In May 2013, a salvage excavation was conducted in the Zipor compound in Modi‘in (Permit No. A-6796; map ref. 200791–907/647245–347), prior to construction. The excavation, undertaken on behalf of the Israel Antiquities Authority and financed by Amar-Coriel Architects, was directed by V. Eshed (field photography), with the assistance of Y. Amrani (administration), A. Dagot (GPS), R. Mishayev and M. Kahan (surveying and drafting), H. Torgë (pottery reading) and M. Shuiskaya (pottery drawing).
Four stone clearance heaps and a field wall were excavated (Fig. 2).
Stone Clearance Heap (L1; Fig. 3). An elliptical clearance heap (diam. 6.5 m, height 1.45 m), consisting of medium- and large-sized stones, was exposed in the western part of the area. Several body sherds of pottery vessels and a jar from the Byzantine period (Fig. 4) were discovered.

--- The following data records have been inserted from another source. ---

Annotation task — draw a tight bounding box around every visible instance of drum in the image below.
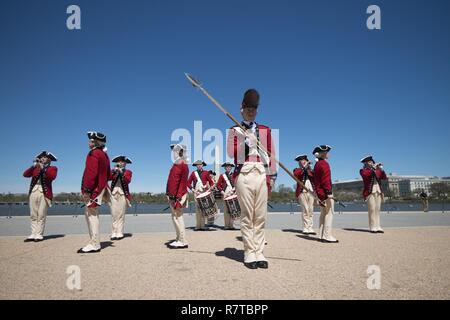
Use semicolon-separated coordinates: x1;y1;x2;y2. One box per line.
195;191;219;218
223;194;241;220
213;188;222;199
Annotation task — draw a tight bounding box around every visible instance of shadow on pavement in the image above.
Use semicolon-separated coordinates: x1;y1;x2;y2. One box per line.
216;248;244;262
100;241;114;250
281;229;303;233
342;228;370;233
297;234;320;242
44;234;66;240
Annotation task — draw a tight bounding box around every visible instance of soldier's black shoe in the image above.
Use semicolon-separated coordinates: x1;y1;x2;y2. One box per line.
244;261;258;269
256;261;269;269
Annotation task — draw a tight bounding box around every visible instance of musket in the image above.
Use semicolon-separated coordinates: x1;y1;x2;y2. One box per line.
184;73;304;187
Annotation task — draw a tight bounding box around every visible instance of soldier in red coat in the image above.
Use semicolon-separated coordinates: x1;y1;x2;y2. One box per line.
313;145;339;243
166;144;189;249
359;156;387;233
227;89;276;269
216;162;236;230
109;155;133;240
188;160;214;231
294;154;316;235
78;131;111;253
23;151;58;241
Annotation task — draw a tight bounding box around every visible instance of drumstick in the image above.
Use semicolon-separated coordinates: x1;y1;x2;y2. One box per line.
184;73;304;187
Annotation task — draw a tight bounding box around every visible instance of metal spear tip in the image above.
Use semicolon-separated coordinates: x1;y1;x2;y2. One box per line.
184;72;201;88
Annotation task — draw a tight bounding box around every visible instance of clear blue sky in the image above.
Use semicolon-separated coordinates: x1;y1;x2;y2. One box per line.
0;0;450;192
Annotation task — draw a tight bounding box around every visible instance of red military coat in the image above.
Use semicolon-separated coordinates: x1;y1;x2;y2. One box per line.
187;170;214;189
227;123;276;197
23;166;58;200
314;159;333;201
108;169;133;201
294;168;314;197
216;173;234;191
81;148;111;207
166;160;189;209
359;168;387;199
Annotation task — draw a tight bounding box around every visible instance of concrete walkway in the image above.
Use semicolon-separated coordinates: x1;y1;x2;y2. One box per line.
0;213;450;299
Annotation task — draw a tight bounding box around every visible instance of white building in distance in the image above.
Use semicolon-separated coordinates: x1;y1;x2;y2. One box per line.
333;173;450;197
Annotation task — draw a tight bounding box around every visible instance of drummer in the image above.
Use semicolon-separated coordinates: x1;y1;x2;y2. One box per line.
216;162;236;230
188;160;214;231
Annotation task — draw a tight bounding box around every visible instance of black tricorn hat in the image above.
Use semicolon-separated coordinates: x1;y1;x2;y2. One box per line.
242;89;259;108
170;143;187;150
361;156;375;163
36;150;58;161
87;131;106;143
192;160;207;167
222;162;234;168
111;155;133;163
313;144;331;155
295;154;309;161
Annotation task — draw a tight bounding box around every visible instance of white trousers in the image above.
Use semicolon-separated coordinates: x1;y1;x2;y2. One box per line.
170;194;187;244
85;206;100;248
319;199;336;241
236;168;267;263
298;191;314;232
195;204;206;229
111;193;128;234
29;185;49;236
223;201;234;228
367;192;382;231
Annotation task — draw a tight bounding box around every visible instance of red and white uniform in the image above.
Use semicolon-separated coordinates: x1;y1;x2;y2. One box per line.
227;124;276;188
216;172;234;229
314;159;333;201
187;170;214;229
81;148;111;208
359;167;387;200
187;170;214;191
359;167;387;232
294;168;314;198
109;169;133;201
109;168;133;239
166;159;189;245
227;122;276;263
166;160;189;209
23;166;58;240
314;158;337;242
216;173;234;195
294;166;314;234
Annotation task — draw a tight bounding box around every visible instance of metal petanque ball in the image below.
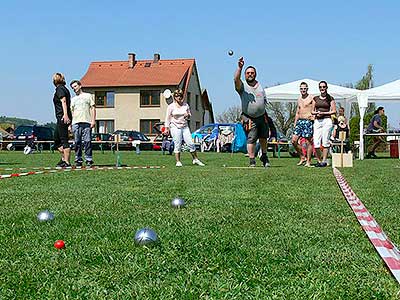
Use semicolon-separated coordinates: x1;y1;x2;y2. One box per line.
37;209;54;222
171;198;186;208
135;227;158;246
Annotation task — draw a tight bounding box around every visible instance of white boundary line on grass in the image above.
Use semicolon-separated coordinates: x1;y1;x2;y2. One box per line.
333;168;400;283
0;166;165;179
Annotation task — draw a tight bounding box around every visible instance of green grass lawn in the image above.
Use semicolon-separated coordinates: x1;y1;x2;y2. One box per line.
0;151;400;299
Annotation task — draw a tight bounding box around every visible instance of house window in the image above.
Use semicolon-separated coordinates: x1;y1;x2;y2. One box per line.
140;119;160;134
140;90;161;106
94;91;115;107
186;92;191;106
96;120;115;133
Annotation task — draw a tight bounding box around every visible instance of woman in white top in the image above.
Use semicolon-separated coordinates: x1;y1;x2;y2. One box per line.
165;89;204;167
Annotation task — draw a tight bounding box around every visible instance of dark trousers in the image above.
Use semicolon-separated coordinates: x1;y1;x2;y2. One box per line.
72;123;93;162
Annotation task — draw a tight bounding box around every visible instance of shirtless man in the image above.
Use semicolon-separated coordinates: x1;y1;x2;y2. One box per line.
292;82;314;167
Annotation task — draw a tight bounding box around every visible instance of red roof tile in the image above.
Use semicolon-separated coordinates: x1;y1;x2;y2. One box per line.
81;59;195;87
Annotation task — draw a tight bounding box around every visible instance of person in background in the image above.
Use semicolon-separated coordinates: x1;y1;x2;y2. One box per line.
292;82;314;167
366;106;385;158
331;116;350;152
70;80;96;168
165;89;204;167
312;81;336;167
338;106;349;125
53;73;72;168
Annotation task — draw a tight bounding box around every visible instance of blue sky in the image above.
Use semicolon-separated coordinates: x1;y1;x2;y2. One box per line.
0;0;400;127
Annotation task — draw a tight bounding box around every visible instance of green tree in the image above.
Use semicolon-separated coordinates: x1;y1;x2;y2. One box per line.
351;64;376;117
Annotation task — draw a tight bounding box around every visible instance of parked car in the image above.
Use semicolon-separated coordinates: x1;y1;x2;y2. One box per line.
192;123;235;143
11;125;54;149
92;133;111;150
109;130;153;150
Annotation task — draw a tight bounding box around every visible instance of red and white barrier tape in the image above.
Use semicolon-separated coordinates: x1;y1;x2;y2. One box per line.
0;166;165;179
333;168;400;283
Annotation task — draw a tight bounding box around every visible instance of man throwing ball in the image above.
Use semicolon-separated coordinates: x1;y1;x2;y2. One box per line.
234;57;270;167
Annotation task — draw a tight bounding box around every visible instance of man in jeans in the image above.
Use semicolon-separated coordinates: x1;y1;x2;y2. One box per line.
70;80;96;167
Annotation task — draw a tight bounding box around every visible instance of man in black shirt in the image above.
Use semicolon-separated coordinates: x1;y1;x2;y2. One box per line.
53;73;72;168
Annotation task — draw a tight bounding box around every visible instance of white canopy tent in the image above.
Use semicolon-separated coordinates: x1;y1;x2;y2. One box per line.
265;78;361;118
265;78;400;159
358;80;400;159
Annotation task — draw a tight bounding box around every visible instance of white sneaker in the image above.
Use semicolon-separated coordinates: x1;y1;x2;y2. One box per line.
193;158;205;167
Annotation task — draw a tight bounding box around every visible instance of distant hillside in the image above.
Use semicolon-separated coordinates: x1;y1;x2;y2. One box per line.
0;116;37;127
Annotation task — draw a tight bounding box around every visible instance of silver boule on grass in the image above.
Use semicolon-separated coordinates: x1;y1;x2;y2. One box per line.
135;227;159;246
37;209;54;222
171;197;186;208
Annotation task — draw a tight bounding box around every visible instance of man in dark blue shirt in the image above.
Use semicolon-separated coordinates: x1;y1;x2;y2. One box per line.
53;73;72;168
366;106;385;158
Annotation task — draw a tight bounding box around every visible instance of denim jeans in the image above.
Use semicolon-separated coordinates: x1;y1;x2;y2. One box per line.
72;123;93;162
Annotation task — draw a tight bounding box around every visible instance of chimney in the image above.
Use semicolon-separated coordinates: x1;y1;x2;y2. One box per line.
153;53;160;63
128;53;136;69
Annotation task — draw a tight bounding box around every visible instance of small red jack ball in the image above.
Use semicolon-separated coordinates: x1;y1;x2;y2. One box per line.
54;240;65;249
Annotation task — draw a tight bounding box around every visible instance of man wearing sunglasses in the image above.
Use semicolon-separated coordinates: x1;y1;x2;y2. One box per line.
312;81;336;167
292;82;314;167
234;57;270;167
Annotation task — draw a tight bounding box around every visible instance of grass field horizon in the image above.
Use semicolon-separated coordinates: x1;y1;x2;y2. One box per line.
0;151;400;299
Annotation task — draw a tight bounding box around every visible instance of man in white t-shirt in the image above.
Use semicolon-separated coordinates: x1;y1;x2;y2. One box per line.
70;80;96;167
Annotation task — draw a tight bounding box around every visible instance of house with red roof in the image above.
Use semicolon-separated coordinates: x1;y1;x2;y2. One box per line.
81;53;214;135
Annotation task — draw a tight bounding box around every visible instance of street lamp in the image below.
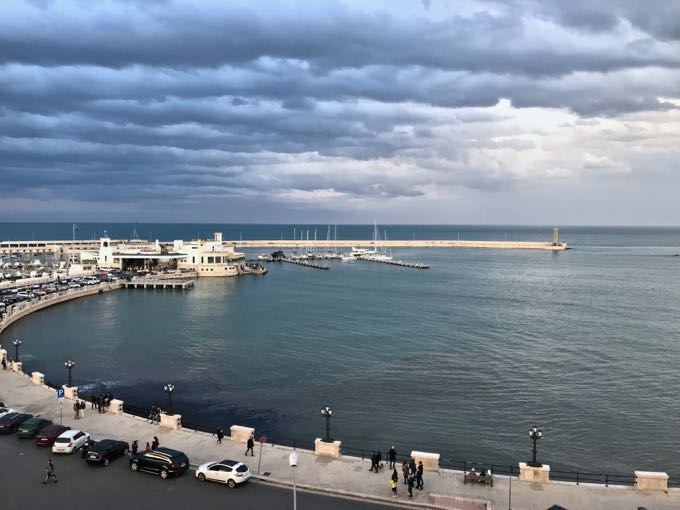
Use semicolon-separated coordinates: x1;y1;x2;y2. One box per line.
288;452;298;510
12;338;21;361
163;384;175;415
321;406;333;443
64;360;76;388
528;425;543;467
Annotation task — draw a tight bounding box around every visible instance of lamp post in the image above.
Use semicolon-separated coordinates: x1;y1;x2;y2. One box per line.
64;360;76;388
163;384;175;415
528;425;543;467
288;452;298;510
12;338;21;361
321;406;333;443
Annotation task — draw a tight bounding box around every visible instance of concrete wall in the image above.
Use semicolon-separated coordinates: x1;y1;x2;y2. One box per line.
0;282;121;333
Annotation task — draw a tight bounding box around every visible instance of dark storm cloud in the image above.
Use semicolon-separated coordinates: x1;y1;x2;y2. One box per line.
0;0;680;218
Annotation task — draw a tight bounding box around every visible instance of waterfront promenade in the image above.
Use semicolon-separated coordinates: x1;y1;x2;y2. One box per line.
0;370;680;510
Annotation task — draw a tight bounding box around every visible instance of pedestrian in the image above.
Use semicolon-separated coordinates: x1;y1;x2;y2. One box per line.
390;469;399;498
387;445;397;469
43;459;58;484
401;461;410;485
246;434;255;457
408;475;415;499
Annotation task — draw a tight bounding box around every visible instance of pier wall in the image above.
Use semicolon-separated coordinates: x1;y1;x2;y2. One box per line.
0;282;121;333
231;240;567;251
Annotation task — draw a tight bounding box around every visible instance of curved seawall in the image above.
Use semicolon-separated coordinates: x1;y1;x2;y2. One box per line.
0;282;121;334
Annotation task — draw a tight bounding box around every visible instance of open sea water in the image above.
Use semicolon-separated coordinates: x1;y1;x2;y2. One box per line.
0;223;680;476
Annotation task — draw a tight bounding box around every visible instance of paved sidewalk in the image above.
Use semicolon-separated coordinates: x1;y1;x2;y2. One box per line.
0;370;680;510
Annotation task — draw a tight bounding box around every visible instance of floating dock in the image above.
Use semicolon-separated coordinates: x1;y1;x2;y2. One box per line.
357;257;430;269
121;278;194;290
275;259;330;271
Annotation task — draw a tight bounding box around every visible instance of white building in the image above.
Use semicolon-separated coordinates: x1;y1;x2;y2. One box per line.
173;232;246;276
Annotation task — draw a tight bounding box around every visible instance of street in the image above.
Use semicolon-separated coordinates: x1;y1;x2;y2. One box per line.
0;434;404;510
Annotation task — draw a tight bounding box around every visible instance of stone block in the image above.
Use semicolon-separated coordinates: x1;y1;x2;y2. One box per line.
161;413;182;430
31;372;45;386
519;462;550;484
314;437;342;459
635;471;668;492
411;450;439;471
62;384;78;400
229;425;255;444
109;398;123;414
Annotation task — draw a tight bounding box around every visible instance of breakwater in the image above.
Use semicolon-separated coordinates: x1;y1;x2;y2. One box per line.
0;282;121;333
236;239;568;251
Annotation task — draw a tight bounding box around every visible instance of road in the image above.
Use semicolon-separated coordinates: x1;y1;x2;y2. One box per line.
0;434;404;510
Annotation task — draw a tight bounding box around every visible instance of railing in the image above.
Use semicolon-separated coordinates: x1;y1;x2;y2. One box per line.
7;360;680;488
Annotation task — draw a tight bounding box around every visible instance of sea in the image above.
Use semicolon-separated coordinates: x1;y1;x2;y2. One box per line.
0;223;680;476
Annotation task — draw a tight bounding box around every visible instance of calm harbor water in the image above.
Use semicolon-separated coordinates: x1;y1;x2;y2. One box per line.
0;224;680;475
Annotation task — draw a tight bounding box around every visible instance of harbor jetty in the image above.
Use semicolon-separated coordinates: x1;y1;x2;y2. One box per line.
229;239;568;251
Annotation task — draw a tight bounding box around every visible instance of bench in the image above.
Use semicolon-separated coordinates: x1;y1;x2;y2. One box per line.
463;473;493;487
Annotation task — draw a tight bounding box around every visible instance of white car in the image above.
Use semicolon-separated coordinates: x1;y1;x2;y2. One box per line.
52;430;90;453
196;460;250;489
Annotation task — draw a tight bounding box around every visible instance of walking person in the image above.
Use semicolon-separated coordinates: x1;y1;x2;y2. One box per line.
408;475;415;499
43;459;58;484
408;457;418;476
387;445;397;469
371;452;378;473
416;461;424;491
246;434;255;457
390;469;399;498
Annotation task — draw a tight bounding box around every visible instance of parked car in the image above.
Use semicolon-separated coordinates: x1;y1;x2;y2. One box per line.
17;418;52;439
52;430;90;453
35;425;71;446
130;447;189;479
196;460;250;489
85;439;130;466
0;412;33;434
0;406;16;418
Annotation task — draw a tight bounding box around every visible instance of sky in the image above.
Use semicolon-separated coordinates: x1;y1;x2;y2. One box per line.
0;0;680;225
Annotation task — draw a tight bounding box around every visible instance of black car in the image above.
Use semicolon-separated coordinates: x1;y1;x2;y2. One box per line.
85;439;129;466
0;413;33;434
130;448;189;479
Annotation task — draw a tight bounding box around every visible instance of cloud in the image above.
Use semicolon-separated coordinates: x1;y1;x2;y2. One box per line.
0;0;680;221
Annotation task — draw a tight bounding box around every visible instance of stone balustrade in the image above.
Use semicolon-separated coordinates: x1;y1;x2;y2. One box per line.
314;437;342;459
229;425;255;444
635;471;668;492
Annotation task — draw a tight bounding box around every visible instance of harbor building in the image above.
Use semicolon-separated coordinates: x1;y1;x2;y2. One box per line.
80;232;245;276
173;232;246;276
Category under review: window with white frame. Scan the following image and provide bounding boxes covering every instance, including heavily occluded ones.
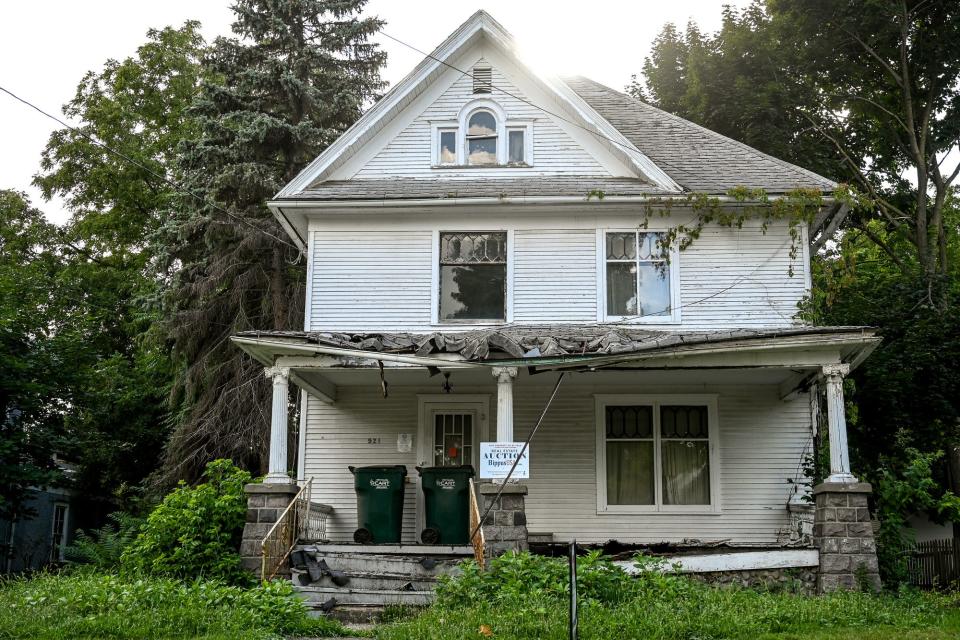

Stone Clearance Heap (L2; Fig. 5). An elliptical clearance heap (length c. 6 m, height 2.2 m) consisting of medium-sized stones was exposed in the southern part of the area. The heap was piled up against a boulder on a natural slope that descends from south to north. Several body sherds of pottery vessels dating to the Byzantine period were discovered.
Terrace Wall and Stone Clearance Heap (L3, W5; Fig. 6). A rectangular clearance heap (length 6.5 m, width 5.3 m, height 1.05 m) consisting of medium- and large-sized stones piled on a natural slope that descends from south to north was exposed in the eastern part of the area. The heap was enclosed to its south by a wall (W5) built of a single course of large fieldstones aligned along an east–west axis. The wall apparently marked the edge of an agricultural terrace meant to prevent soil from eroding down the natural northern slope.
Stone Clearance Heap (L4; Fig. 7). An elliptical clearance heap (diam. 6.5 m, height 1 m) consisting of medium- and large-sized stones, descending on a northern natural slope, was exposed in the north of the area.
The ceramic finds recovered in the clearance heaps indicate that the region was inhabited during the Byzantine period. The finds, like those of previous excavations in the region, show that the area was used for cultivation and belonged to one of the nearby settlement sites—Khirbat Abu Fureij or Horbat Tittora—located to the east.